Petr Vasiliev

Personal information
- Full name: Petr Vasiliev
- National team: Uzbekistan
- Born: 21 April 1981 (age 45)
- Height: 1.77 m (5 ft 10 in)
- Weight: 76 kg (168 lb)

Sport
- Sport: Swimming
- Strokes: Freestyle

= Petr Vasiliev =

Uzbekistani swimmer (born 1981)

Petr Vasiliev (also Pyotr Vasiliev, Пётр Васильев; born April 21, 1981) is an Uzbek former swimmer, who specialized in freestyle events. He is a two-time Olympian (2000 and 2004), and a top 16 finalist in the 200 m freestyle at the 2002 Asian Games in Busan, South Korea.

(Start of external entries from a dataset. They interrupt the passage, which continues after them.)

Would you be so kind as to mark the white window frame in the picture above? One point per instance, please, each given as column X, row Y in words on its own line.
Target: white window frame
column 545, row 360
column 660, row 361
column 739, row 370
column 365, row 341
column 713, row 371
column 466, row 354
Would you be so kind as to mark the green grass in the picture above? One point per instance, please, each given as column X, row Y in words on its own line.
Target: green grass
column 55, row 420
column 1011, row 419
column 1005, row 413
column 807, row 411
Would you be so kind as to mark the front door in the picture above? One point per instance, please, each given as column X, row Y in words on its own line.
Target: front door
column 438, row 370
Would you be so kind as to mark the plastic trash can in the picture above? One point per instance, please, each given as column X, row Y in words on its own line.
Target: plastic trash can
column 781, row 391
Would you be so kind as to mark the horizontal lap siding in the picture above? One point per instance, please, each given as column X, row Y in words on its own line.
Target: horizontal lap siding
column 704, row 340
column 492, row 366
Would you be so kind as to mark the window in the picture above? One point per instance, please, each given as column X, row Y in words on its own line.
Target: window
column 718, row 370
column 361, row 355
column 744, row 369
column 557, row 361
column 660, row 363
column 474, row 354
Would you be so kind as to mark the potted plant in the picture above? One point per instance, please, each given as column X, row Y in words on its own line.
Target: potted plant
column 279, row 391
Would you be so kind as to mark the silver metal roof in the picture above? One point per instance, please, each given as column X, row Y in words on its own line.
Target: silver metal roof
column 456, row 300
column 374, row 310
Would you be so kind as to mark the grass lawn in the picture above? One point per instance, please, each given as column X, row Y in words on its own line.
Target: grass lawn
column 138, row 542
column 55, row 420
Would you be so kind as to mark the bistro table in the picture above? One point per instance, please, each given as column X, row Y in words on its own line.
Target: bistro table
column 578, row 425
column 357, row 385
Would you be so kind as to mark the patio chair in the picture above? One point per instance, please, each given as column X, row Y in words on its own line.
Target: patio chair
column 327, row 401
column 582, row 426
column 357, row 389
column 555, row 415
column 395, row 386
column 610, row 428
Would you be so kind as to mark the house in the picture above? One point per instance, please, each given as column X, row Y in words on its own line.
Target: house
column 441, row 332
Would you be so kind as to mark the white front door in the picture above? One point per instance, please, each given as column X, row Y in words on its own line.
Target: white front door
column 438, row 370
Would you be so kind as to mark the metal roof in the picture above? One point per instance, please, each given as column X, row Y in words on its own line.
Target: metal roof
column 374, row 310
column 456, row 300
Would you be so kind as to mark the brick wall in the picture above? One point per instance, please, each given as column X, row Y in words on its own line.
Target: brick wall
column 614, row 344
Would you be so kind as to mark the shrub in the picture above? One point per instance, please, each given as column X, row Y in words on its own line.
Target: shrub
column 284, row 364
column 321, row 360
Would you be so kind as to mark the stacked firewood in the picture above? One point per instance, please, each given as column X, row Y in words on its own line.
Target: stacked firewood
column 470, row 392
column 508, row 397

Vasiliev made his first Uzbek squad at the 2000 Summer Olympics in Sydney, where he competed only in the 4×100 m freestyle relay, along with Ravil Nachaev, Oleg Tsvetkovskiy, and Oleg Pukhnatiy. Vasiliev supposedly swam a third leg in the first heat, but his team was disqualified due to an early relay takeoff by Pukhnatiy.

At the 2004 Summer Olympics in Athens, Vasiliev qualified as an individual swimmer for the men's 200 m freestyle. He cleared a FINA B-standard entry time of 1:54.94 from the World Championships in Barcelona, Spain. He challenged seven other swimmers in heat two, including dual citizen Mihail Alexandrov of Bulgaria. He rounded out the field to last place by less than 0.18 of a second behind Kazakhstan's Vitaliy Khan, outside his entry time of 1:56.93. Vasiliev failed to advance into the semifinals, as he placed fifty-seventh overall in the preliminaries.